Much of what came next came from Mouland's philosophy trusting students to discover big ideas and how they relate to the world, especially when it comes to education. 

“This is their life. This is their job, going to school. They know it quite well,” she said.

So over several months Mouland helped guide her students to reflect on what they had, one thing at a time. Every day the students would write about something they were grateful for on a sticky note. Their ideas would make their way to a sprawling web on the board: calendars, backpacks and pencils; doors, swings and a roof; teachers.

Then Mouland would erase them one at a time as they learned what students in the poor, high-altitude villages of central and South Asia didn’t have.
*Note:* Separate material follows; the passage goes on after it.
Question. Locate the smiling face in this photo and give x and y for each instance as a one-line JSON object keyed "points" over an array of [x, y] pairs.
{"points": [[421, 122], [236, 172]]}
By the end of the exercise they were left with “boy” and “girl.”

“Through all of this we were practicing gratitude, deep breathing, we would take in about 10 deep breaths,” said Mouland.

The students went from “If I didn’t have to go to school, I would play all day,” to “I wonder why you have to boil water first in India to drink it and not here in Canada?” 

Once she gave an opportunity for the students to understand the deprivations of other children far away, she offered them the chance to make a change.

“A lot of young people feel anxiety about all the negative things in the world they hear about, that they’re lost, that they’re a cog in the wheels,” said Mouland.

“It empowers them. They feel that they’re doing something positive for someone else. What a great way for them to feel that they can be a change in the world.”

Back at the gymnasium, students darted from table to table, first selling off their toys then seeing what they could pick up for a dollar. In the end, the students would raise nearly $400. 

But for seven-year-old Soham Sharma, the calculation was simple. 

“Not everybody can get an education. Most often, it’s only the boys that get an education. So we can help,” said Sharma.

“It’s important that girls get one too.”

It’s that kind of empathy that has Mouland already thinking ahead.

“Maybe next year we find a new cause,” she said, half talking to herself with a smile.